Previously, I never really gave any thought to my ringtone. Now it is all that I think about. I hear it in my dreams. At first I thought that I would do as everyone else seems to do and set up a website to protest my cause, www.stopusingmyringtone.com. I’m yet to get any hits as such and the forum page remains as empty as the world’s loneliest bar. Clearly, the power of the internet has been greatly overstated. There must be another way.
It is difficult to know how to settle such a dispute. The days of challenging others to a duel have, largely speaking, behind us. Even an invitation to ‘paper, rock, scissors’ can be regarded as inappropriate for the workplace. Instead, I am left to trot gently by, firmly seated in my saddle, nose aloft as the ringtone that sounds a lot like mine echoes across the office.
If only my desire to seat myself on the elevated equine was limited to ring tones. Recently, a sticker appeared on my milk that declared it was ‘permeate free’. I was unsure if this meant that the product contained none of the substance in question or whether I was getting a supply of permeate for nothing. As some kind of a bonus. The sticker did not see fit to explain. Despite this scarcity of information, I was supposed to know whether having permeate in your milk was a good or bad thing. I don’t recall being taught anything about permeates in school. To me it sounds like a particular kind of hairstyle from 1987. As I recall, back then, all the girls in my class had remarkable permeates. I can picture them now, hair aloft and reaching for the ceiling in our school photo. But if a permeate is not a hairstyle, then I am officially flummoxed. They assume I know too much.
If there’s one thing that gets me on my high horse, it’s assumed knowledge. In fact, more than just putting me on my high horse, it also gets my goat. This, of course, becomes quite difficult, as trying to restrain a live, belligerent goat on an equally hostile thoroughbred is no easy task. In fact, it’s so difficult that I have begun to resent it. And resentment is something that totally gets my gander. It’s not just the fact of getting my gander as much as what it does with my gander once it’s in its nasty little hands. Those who take ganders that don’t belong to them as clearly a societal menace and should be stopped as a matter of priority.
Now on my high horse, balancing my goat and searching for my gander which has been kidnapped by person or persons unknown, I am determined to get to the bottom of things. I am, in fact, like a dog with a bone. This of course, frightens the goat, which immediately scarpers. The absence of anything resembling opposable digits means that the horse is now nigh-on impossible to control. This makes me feel like a complete goose. Having found my goose, I am still in search of my gander, albeit on a directionless nag that is wandering about the countryside. I tell you, it’s a state of affairs that has really put the cat amongst the pigeons. The goat, naturally enough, thinks this is hilarious.

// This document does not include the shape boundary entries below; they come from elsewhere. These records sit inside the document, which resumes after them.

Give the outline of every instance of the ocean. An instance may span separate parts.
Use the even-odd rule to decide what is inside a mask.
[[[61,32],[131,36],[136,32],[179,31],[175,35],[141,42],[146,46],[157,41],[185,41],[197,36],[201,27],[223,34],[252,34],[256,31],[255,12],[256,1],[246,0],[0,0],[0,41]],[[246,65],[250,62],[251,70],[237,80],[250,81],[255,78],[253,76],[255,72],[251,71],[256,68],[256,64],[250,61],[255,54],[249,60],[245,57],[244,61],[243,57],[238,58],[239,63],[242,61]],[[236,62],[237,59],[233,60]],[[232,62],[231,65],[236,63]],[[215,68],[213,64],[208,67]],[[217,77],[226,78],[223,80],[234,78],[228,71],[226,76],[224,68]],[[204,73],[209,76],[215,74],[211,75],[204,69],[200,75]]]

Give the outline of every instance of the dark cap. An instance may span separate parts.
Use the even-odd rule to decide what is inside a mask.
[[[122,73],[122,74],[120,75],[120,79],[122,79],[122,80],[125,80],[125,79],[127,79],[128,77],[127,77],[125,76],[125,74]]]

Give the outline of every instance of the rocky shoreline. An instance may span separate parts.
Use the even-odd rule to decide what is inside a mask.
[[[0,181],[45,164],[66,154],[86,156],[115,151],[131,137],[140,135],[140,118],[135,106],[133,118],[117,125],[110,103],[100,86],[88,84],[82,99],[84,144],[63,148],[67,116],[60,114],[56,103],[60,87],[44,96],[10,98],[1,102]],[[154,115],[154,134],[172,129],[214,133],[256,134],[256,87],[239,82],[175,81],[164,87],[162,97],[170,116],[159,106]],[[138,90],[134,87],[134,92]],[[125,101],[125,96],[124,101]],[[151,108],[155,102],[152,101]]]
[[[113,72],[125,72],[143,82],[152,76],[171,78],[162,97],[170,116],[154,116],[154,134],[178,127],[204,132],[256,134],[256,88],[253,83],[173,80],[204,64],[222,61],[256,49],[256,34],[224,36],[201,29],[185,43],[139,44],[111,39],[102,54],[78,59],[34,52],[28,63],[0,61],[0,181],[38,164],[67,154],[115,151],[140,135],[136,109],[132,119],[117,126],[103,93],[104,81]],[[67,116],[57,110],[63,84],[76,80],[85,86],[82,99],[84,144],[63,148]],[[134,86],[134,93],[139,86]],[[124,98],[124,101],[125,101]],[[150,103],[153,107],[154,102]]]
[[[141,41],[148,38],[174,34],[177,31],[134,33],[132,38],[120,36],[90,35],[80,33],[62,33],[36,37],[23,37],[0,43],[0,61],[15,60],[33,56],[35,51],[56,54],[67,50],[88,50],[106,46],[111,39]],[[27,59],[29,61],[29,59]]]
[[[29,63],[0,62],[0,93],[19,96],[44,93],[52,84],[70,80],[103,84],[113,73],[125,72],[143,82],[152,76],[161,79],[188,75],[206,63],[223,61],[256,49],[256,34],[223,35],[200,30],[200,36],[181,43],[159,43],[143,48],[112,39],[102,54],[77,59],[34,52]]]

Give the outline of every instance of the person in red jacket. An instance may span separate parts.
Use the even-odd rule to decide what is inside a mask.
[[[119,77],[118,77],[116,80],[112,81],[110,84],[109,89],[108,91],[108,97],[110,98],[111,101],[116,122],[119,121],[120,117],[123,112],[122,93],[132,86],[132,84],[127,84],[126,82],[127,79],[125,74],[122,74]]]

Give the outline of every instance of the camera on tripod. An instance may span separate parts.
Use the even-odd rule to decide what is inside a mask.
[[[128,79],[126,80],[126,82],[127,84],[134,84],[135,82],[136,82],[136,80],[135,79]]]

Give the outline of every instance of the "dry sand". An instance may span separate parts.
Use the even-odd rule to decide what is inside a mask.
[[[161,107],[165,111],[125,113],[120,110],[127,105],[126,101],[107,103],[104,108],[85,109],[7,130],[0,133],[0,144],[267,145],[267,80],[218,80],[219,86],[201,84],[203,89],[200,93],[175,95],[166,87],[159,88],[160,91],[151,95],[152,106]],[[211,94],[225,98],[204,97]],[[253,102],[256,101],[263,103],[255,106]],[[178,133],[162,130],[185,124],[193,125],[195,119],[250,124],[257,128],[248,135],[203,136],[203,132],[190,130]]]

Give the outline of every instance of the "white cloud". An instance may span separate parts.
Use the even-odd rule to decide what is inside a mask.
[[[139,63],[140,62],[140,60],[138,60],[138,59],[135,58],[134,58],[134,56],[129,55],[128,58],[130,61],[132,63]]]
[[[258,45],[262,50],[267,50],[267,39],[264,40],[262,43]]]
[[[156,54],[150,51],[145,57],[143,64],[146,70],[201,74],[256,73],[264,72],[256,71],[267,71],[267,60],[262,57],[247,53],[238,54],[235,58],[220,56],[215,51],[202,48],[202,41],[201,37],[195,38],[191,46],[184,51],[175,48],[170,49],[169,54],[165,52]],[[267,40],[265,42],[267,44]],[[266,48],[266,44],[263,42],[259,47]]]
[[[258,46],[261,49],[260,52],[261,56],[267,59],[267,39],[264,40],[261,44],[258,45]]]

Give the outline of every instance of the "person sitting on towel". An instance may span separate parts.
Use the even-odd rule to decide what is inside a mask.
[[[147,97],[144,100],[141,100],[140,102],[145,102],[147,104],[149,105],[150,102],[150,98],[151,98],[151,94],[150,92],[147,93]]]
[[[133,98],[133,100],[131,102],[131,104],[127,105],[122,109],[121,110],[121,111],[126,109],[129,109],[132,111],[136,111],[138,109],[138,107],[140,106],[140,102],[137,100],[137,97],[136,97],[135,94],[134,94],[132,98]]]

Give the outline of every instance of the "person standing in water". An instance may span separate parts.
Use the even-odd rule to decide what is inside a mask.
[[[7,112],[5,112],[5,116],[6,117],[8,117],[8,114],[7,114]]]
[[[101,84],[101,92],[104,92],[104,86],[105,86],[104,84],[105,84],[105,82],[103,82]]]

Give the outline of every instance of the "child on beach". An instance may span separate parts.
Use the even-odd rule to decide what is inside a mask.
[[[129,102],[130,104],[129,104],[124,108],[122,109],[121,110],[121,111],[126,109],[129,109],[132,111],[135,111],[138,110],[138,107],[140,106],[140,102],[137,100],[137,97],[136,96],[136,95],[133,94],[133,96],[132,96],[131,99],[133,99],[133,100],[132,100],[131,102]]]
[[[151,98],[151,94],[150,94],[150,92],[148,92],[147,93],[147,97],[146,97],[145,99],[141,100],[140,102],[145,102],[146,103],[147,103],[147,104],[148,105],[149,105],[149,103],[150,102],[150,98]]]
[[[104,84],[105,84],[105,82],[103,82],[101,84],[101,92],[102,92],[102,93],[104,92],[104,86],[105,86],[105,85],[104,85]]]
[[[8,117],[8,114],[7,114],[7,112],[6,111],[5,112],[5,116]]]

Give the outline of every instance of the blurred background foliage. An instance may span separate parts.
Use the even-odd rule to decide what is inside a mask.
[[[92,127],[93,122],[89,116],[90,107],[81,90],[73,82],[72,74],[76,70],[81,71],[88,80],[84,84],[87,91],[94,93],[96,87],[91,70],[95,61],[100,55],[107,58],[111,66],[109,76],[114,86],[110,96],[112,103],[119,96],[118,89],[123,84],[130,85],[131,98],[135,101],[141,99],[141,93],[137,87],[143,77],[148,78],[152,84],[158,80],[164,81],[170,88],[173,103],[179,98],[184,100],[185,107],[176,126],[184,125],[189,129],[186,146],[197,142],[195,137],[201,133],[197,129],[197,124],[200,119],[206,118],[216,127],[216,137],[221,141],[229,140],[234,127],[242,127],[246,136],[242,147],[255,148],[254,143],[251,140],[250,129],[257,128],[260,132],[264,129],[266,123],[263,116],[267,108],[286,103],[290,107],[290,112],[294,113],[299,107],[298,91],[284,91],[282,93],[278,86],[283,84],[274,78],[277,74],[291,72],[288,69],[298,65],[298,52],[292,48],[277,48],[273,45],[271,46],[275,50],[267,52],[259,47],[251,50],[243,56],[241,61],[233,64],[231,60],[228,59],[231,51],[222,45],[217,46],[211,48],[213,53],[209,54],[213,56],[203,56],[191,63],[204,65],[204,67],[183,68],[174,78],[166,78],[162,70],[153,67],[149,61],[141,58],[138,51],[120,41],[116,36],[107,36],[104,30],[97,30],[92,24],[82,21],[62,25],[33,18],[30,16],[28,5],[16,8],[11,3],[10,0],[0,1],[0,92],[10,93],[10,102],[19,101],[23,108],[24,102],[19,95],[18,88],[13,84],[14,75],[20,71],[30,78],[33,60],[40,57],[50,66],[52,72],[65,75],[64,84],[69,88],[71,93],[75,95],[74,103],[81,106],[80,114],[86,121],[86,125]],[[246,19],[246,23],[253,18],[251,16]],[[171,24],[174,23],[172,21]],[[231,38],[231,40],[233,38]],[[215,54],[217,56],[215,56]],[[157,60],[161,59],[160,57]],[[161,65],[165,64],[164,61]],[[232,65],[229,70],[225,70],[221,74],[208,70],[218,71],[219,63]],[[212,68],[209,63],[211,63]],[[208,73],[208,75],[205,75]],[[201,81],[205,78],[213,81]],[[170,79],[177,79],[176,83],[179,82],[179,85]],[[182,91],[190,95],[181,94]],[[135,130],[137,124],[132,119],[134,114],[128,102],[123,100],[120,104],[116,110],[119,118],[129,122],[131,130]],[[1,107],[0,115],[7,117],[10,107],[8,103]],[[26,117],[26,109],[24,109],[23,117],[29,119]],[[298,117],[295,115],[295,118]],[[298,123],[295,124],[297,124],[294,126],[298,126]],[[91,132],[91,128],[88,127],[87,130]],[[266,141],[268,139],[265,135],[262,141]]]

All this mayhem because of a lousy sticker on my milk telling me that it is ‘permeate free’. It is clear what I should do. I must give up the gander, surrender the goose, yield the goat and put the high horse out to pasture. It is time to give it a rest, at least for a while. I should start by being a little kinder to myself, to various metaphorical animals and, indeed, to other people. In fact, perhaps I’ll make some phone calls and cheer some people up. If they don’t answer, I’ll leave a message. I will, of course, turn my phone to ‘vibrate’. I suppose I don’t really need that ringtone after all. Not every battle is worth fighting. Not every affront deserves the high horse.